Maleimido-proxyl as an EPR spin label for the evaluation of conformational changes of albumin

• Published in: European biophysics journal Vol. 46; no. 8; pp. 773 - 787
• Main Authors: Pavićević, Aleksandra, Luo, Jinghui, Popović-Bijelić, Ana, Mojović, Miloš
• Format: Journal Article
• Language: English
• Published: Cham Springer International Publishing 01.12.2017; Springer Nature B.V
• Subjects: Animals; Binding; Biochemistry; Biological and Medical Physics; Biomedical and Life Sciences; Biophysics; Bovine serum albumin; Cattle; Cell Biology; Change detection; Cyclic N-Oxides - chemistry; Cysteine; Drug development; Electron paramagnetic resonance; Electron spin; Electron Spin Resonance Spectroscopy; Ethanol; Ethanol - pharmacology; Fatty acids; Fatty Acids - pharmacology; Hydrogen peroxide; Hydrogen Peroxide - pharmacology; Hydrogen-Ion Concentration; Labeling; Labels; Life Sciences; Membrane Biology; Models, Molecular; Monitoring; Nanotechnology; Neurobiology; Original Article; pH effects; Protein Conformation - drug effects; Protein Unfolding - drug effects; Proteins; Reactive oxygen species; Serum albumin; Serum Albumin, Bovine - chemistry; Spectroscopy; Spin labeling; Spin Labels; Superoxide; Superoxides - pharmacology; Temperature; Albumin; Maleimido-proxyl; Spin labeling; Electron paramagnetic resonance; Conformational changes; Reactive oxygen species (ROS)
• ISSN: 0175-7571; 1432-1017; 1432-1017
• DOI: 10.1007/s00249-017-1257-z

Albumin is the most abundant plasma protein and as such has been the subject of many studies using a variety of techniques. One of them, capable of monitoring the conformational changes and the binding capacity of proteins, is electron paramagnetic resonance spectroscopy (EPR) spin labeling.
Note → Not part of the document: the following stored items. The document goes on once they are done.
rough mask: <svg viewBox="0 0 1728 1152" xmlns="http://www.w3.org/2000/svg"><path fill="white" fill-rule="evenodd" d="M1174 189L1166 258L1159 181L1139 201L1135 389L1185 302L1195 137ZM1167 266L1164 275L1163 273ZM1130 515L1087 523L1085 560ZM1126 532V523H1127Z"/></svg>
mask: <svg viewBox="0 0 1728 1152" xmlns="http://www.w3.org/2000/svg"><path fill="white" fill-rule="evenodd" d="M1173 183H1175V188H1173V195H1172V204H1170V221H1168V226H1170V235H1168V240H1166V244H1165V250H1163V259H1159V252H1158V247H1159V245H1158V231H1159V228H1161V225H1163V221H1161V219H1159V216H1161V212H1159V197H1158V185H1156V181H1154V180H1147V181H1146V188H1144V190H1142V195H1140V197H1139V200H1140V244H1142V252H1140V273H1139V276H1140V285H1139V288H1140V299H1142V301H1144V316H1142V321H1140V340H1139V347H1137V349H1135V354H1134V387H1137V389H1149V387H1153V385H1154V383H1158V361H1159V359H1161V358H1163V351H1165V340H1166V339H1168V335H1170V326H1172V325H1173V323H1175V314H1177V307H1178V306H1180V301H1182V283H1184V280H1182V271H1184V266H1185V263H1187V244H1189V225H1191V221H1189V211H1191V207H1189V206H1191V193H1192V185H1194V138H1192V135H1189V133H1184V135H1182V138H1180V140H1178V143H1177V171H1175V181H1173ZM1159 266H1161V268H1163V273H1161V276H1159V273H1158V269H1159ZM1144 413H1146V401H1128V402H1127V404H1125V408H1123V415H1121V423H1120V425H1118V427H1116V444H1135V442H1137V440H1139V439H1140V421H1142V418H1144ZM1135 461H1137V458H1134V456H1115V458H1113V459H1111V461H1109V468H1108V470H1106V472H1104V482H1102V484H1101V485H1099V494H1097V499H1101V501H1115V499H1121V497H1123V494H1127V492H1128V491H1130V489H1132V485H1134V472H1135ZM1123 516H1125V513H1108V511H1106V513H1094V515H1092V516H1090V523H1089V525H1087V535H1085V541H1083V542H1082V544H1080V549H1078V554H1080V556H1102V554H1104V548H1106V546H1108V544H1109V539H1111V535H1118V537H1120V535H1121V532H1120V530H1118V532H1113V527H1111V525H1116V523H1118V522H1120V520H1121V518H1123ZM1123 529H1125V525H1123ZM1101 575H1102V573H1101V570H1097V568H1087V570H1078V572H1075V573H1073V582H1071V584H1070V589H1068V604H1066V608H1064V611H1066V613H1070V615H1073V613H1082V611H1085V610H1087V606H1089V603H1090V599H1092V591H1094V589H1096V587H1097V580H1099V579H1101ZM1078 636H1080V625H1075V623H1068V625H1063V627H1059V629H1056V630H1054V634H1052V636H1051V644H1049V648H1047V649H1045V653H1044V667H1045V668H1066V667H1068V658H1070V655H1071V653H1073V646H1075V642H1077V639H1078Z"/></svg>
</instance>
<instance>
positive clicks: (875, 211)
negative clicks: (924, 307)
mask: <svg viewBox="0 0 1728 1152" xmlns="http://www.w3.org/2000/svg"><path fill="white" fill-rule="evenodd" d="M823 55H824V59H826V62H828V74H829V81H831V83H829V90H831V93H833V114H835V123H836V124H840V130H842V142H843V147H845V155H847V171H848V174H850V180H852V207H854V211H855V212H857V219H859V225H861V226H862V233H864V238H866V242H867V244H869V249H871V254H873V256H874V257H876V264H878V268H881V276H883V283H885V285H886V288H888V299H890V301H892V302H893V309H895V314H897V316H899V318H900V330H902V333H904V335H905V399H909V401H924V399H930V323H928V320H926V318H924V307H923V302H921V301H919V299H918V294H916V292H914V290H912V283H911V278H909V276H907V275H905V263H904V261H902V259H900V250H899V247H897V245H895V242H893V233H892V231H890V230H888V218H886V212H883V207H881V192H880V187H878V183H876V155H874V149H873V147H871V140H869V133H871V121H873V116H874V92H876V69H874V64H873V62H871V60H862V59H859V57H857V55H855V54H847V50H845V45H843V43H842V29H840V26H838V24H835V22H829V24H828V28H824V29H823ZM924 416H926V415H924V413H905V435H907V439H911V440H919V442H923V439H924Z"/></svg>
To date, albumin has been investigated using a number of different spin labels, mostly spin-labeled fatty acids (SLFAs). However, albumin can bind up to seven equivalents of fatty acids, making it difficult to determine which parts of the molecule undergo conformational changes. To obtain information from a specific site on a protein, spin labels that bind to free cysteine residues may be used. In this work, the applicability of such a label, 3-maleimido proxyl (5-MSL), was evaluated for monitoring conformational changes of bovine serum albumin (BSA) at different temperatures and pH values. Also, the effect of ethanol, reactive oxygen species (hydrogen peroxide and superoxide radical), and the binding of ligands specific for albumin, namely fatty acids, and several drugs were evaluated. The results indicate that the labeling of albumin at its free cysteine residue (Cys-34) using 5-MSL may successfully be used for the detection of conformational changes, even in the case of the subtle alterations induced by ligand binding.